MEPs and industry bodies are pushing for changes to key information documents under Priips in a bid to deliver greater transparency for retail investors.
A draft motion for resolution from the European Parliament’s Economic and Monetary Affairs committee, which will object to proposed regulatory technical standards for retail investors set by the EU Commission, is going to be discussed and voted on in Brussels today.
A European Parliament spokeswoman says there are two main objections to the Commission’s draft rules: the provision of information about past performance of funds in the KID and the question of whether the current proposals put different providers of Priip products on “an unequal footing”.
This is due to the way insurance products are categorised and how transaction costs are calculated.
In July, MEPs already objected to the rules as being misleading for investors.
A group of asset managers, including BlackRock and Schroders, have also written to the Commission asking to it rethink about excluding past performance data within the KIDs.

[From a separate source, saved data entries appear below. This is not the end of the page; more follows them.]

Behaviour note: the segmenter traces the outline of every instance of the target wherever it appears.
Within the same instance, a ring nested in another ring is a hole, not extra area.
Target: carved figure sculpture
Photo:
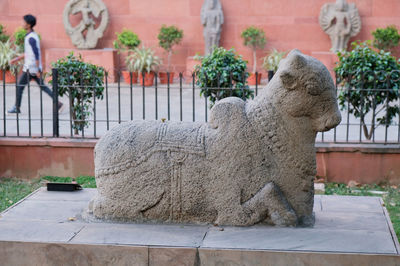
[[[319,24],[331,38],[332,52],[346,50],[350,37],[356,36],[361,30],[357,7],[354,3],[348,4],[346,0],[323,5]]]
[[[224,24],[224,13],[219,0],[205,0],[201,7],[201,24],[203,25],[203,36],[205,42],[204,54],[211,54],[214,47],[219,46],[222,24]]]
[[[72,27],[69,16],[82,13],[82,20],[78,25]],[[95,20],[91,17],[101,17],[97,28]],[[79,49],[95,48],[99,38],[108,25],[107,7],[101,0],[70,0],[64,8],[63,22],[67,34],[72,43]]]
[[[209,123],[132,121],[95,148],[97,218],[313,224],[315,136],[340,123],[335,86],[293,50],[254,100],[229,97]]]

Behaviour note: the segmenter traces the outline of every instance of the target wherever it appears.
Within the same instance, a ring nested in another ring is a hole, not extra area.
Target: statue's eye
[[[321,94],[321,89],[317,83],[307,83],[306,84],[307,93],[313,96]]]

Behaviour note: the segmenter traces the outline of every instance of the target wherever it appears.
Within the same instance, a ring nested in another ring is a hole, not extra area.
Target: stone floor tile
[[[87,201],[26,200],[2,213],[0,220],[65,222],[79,216],[87,206]]]
[[[389,232],[314,228],[212,228],[202,248],[397,254]]]
[[[74,222],[2,221],[0,219],[0,241],[68,242],[83,227],[84,225]]]
[[[71,243],[198,247],[207,230],[194,225],[91,223]]]
[[[379,197],[359,196],[321,196],[322,211],[333,212],[376,212],[382,213],[383,209]]]

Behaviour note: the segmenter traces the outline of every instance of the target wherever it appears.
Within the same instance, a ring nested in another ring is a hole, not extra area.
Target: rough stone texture
[[[211,54],[219,46],[224,13],[219,0],[205,0],[201,7],[201,24],[203,25],[204,54]]]
[[[69,21],[70,15],[82,14],[82,20],[76,26]],[[96,21],[90,17],[101,18],[96,27]],[[103,37],[108,25],[108,10],[101,0],[70,0],[64,8],[63,23],[72,43],[79,49],[96,48],[97,41]]]
[[[354,3],[336,0],[322,6],[319,15],[321,28],[331,38],[332,52],[346,50],[350,37],[361,31],[361,18]]]
[[[335,86],[293,50],[253,101],[225,98],[210,122],[132,121],[95,148],[97,218],[311,225],[315,136],[340,122]]]

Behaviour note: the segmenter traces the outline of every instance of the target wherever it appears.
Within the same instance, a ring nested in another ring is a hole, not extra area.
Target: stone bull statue
[[[315,137],[340,123],[335,86],[293,50],[253,101],[230,97],[209,123],[132,121],[95,148],[97,218],[247,226],[314,223]]]

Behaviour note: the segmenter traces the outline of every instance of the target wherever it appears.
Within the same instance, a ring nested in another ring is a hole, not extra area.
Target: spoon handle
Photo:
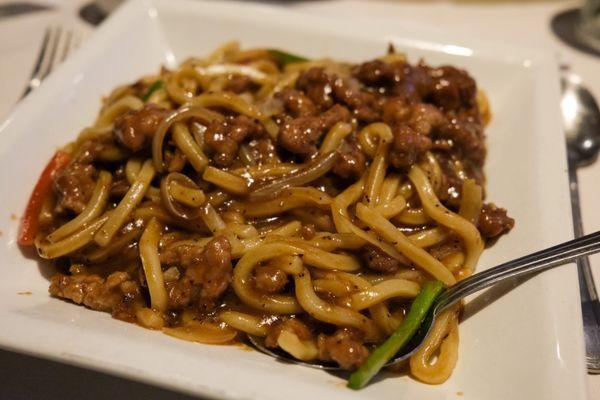
[[[586,119],[582,118],[582,120]],[[598,123],[600,123],[600,120],[598,121]],[[597,133],[600,133],[600,131],[593,132],[594,135],[596,135]],[[582,135],[582,138],[585,138],[585,136],[586,135]],[[596,139],[596,141],[598,141],[598,139]],[[569,145],[567,144],[567,148],[573,147],[574,146],[572,145],[569,147]],[[597,153],[597,149],[594,149],[593,153]],[[568,158],[569,191],[571,193],[573,232],[576,238],[583,236],[583,223],[581,219],[581,206],[579,202],[579,180],[577,178],[577,166],[578,160],[581,160],[584,156],[586,160],[590,158],[588,155],[584,155],[582,153],[579,153],[577,155],[570,153]],[[600,374],[600,303],[598,302],[598,294],[596,293],[596,283],[594,282],[592,269],[590,267],[590,260],[588,257],[579,257],[577,259],[577,272],[579,275],[579,293],[581,297],[581,313],[583,317],[583,331],[585,338],[585,356],[587,369],[588,373],[590,374]]]
[[[500,264],[472,275],[442,292],[436,304],[436,313],[450,307],[463,297],[501,281],[541,272],[598,252],[600,252],[600,231]]]

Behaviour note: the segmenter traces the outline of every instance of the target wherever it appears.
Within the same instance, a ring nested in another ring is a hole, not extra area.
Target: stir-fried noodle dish
[[[184,340],[246,334],[355,370],[427,281],[509,231],[484,202],[485,94],[390,46],[360,64],[237,43],[115,88],[52,158],[19,243],[50,294]],[[441,383],[460,307],[405,368]]]

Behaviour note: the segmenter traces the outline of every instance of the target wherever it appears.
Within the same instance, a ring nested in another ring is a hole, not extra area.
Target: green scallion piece
[[[142,100],[144,100],[144,102],[148,101],[148,99],[150,98],[150,96],[152,96],[152,93],[156,92],[159,89],[162,89],[162,87],[165,85],[165,83],[162,80],[157,80],[154,81],[152,83],[152,85],[150,85],[150,87],[148,88],[148,90],[146,90],[146,93],[144,93],[144,95],[142,96]]]
[[[281,51],[281,50],[271,49],[271,50],[269,50],[269,53],[271,54],[272,57],[277,59],[277,62],[279,64],[281,64],[284,67],[288,64],[309,61],[308,58],[299,56],[297,54],[287,53],[287,52]]]
[[[443,288],[443,283],[439,281],[426,282],[423,285],[398,329],[369,355],[367,361],[356,372],[350,375],[349,388],[361,389],[364,387],[408,343],[423,323]]]

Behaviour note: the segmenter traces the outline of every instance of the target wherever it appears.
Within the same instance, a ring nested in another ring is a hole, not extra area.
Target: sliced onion
[[[202,207],[193,208],[184,206],[173,199],[170,191],[170,185],[173,181],[177,181],[189,187],[190,189],[200,190],[198,185],[196,185],[193,180],[184,174],[179,172],[171,172],[160,181],[160,195],[165,207],[167,208],[167,211],[169,211],[169,213],[171,213],[173,216],[185,219],[187,221],[198,219],[202,213]]]
[[[264,200],[279,194],[287,188],[303,186],[312,182],[329,172],[338,158],[339,153],[337,151],[330,151],[329,153],[319,155],[294,174],[258,185],[258,187],[251,187],[248,200]]]
[[[215,76],[215,75],[229,75],[238,74],[244,75],[252,79],[254,82],[264,83],[267,80],[267,74],[259,71],[256,68],[252,68],[248,65],[239,64],[213,64],[207,67],[196,67],[196,71],[201,75]]]

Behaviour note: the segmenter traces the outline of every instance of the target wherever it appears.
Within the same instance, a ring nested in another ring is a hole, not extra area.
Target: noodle
[[[408,176],[417,189],[423,208],[431,218],[462,237],[466,249],[465,265],[463,268],[470,275],[475,269],[477,260],[479,260],[479,256],[483,251],[483,240],[479,231],[477,231],[477,228],[472,223],[448,210],[440,203],[433,192],[431,184],[427,181],[425,174],[419,167],[414,166]]]
[[[307,269],[295,276],[296,296],[302,308],[319,321],[351,326],[362,330],[367,340],[377,340],[380,332],[370,319],[345,307],[335,306],[321,300],[315,293]]]
[[[100,246],[106,246],[110,242],[115,233],[117,233],[117,230],[125,223],[129,214],[142,201],[153,177],[154,168],[150,161],[146,161],[135,182],[94,236],[96,243]]]
[[[456,282],[454,276],[441,262],[433,258],[425,250],[413,245],[406,236],[381,214],[359,203],[356,206],[356,215],[361,221],[380,234],[388,243],[392,244],[396,250],[429,272],[432,276],[447,285],[452,285]]]
[[[168,296],[165,290],[163,273],[158,255],[158,241],[160,240],[160,225],[156,219],[151,219],[140,238],[140,258],[144,266],[144,274],[150,291],[152,308],[165,311]]]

Wealth Management Association deputy chief executive John Barrass says: “There hasn’t been any occasion when the recommendations of the Econ committee have been turned down so I think their motion will go through.”
But if a revision of KID rules happens it would become impossible to implement the regulation on time because it will take several weeks or months before knowing the final outcome.
Overall, the WMA says the regulatory technical standards of Priips are not “well conceived” and should be re-examined to increase clarity for consumers, especially on costs disclosure.
Barrass says: “We now have the cost disclosure requirement of Mifid and the one of Priips, substantially with similar language but there are variations. This means you’ll be presenting two sets of costs statements on the same product.
“There must be clarity of what [the documents] are required to say, which means there must be summary costs, not detailed compound interest costs as most clients don’t understand compound interest.”